Olivier Langlois, le réalisateur d’Adouna, dit avoir réalisé ce film comme un film épique, façon western politique anticolonial. Tous les éléments sont là, en effet, la violence, la poussière, la locomotive, les femmes, les méchants et la prise de conscience des hommes qui essaient de se libérer de leurs chaînes. Les coups de feu qui claquent aussi. Et puis la musique qui accompagne et souligne.

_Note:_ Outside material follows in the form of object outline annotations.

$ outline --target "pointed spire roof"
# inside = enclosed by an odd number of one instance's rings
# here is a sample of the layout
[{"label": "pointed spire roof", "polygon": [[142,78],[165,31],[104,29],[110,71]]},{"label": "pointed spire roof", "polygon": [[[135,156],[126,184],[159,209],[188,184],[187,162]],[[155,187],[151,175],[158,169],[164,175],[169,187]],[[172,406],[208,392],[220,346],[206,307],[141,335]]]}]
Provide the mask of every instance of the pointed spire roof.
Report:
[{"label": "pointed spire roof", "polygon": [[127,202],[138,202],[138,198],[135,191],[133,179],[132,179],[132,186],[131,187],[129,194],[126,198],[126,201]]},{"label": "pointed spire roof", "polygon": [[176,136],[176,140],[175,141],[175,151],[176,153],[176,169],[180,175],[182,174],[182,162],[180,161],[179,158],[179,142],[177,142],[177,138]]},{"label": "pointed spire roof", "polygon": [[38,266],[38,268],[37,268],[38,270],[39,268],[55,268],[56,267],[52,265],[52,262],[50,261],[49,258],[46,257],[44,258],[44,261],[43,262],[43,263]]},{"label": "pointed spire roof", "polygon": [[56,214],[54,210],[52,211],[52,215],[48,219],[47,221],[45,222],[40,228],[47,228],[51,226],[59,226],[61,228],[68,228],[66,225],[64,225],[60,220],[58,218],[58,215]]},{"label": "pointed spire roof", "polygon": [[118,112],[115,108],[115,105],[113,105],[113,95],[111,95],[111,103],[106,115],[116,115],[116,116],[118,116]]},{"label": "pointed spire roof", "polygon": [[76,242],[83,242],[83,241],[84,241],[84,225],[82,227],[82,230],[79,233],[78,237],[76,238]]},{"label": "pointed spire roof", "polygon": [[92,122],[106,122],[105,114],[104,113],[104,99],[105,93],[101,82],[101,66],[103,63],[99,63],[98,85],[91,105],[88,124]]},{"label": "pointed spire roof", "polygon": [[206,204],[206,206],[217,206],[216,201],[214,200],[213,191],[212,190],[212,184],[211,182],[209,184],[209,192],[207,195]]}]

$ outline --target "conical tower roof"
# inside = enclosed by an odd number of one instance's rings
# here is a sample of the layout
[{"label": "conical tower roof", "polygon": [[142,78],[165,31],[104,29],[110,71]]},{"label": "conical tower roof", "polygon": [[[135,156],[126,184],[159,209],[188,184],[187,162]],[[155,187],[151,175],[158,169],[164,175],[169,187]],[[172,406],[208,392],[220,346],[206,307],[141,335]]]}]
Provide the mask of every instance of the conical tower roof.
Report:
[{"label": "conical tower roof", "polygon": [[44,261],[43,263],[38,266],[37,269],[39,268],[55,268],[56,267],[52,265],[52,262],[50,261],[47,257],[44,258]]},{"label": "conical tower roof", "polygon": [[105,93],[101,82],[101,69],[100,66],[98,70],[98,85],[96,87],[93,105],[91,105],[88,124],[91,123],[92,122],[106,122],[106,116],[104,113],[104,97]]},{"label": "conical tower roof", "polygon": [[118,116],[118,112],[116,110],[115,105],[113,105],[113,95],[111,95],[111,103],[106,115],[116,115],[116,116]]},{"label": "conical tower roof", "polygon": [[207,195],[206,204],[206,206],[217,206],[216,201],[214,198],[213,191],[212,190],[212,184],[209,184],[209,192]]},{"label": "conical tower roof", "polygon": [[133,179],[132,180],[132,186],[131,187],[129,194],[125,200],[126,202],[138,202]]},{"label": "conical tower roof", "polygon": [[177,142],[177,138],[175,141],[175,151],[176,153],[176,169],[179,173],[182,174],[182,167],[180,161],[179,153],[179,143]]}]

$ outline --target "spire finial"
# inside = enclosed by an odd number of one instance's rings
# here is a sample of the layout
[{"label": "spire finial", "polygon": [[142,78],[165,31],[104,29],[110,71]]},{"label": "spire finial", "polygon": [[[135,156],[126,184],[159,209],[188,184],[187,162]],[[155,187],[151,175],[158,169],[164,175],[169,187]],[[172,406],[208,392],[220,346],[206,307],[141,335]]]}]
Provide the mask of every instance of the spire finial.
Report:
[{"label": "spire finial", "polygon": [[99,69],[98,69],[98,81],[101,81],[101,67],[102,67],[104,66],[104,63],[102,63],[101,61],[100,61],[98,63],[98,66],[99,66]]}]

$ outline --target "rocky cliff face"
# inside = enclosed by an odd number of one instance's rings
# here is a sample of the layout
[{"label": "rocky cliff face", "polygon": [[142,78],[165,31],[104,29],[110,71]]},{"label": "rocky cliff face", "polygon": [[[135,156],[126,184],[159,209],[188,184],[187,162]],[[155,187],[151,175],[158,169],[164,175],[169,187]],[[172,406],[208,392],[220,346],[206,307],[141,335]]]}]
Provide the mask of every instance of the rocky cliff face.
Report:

Mais peut-être surtout, pas tout à fait paradoxalement, il y a la tendresse et l’humour avec laquelle la caméra d’Olivier Langlois peint ses personnages, leur tragique et criante humanité. Parce que c’est sans doute cela d’abord, un western, des personnages entiers, à la limite de la caricature, tant chacun se trouve comme enfermé dans le rôle qu’il doit tenir dans le drame qui se joue et qui le dépasse.

C’est l’histoire d’une grève en Afrique de l’Ouest, et c’est l’histoire de toutes les grèves, quand les opprimés font corps et entrent en résistance avec l’oppresseur, quand l’oppresseur prend conscience que le rapport de force est susceptible de s’inverser et que son pouvoir vacille. C’est l’histoire des hommes et des femmes qui firent et subirent ce morceau d’Histoire. En 1947, à Thiès, au Sénégal, dans ce qui était alors l’AOF. Toujours et partout.

Enfin, le tournage du film fut lui-même un morceau de cette histoire, sa prolongation, peut-être son épilogue. Il s’est entièrement déroulé à Thiés même, la ville du nœud ferroviaire du Sénégal, et les figurants du film sont pour la plus part fils ou petits fils de cheminots, les fils et petits fils des grévistes de la grande grève de 47. Ce qui contribue sans aucun doute à la charge émotive qui se dégage de ce film d’une grande singularité.

 Cochez donc la date dès maintenant dans votre agenda : Samedi 6 avril, un bon film passe à la télévision. C’est dans huit jours, ne le manquez pas.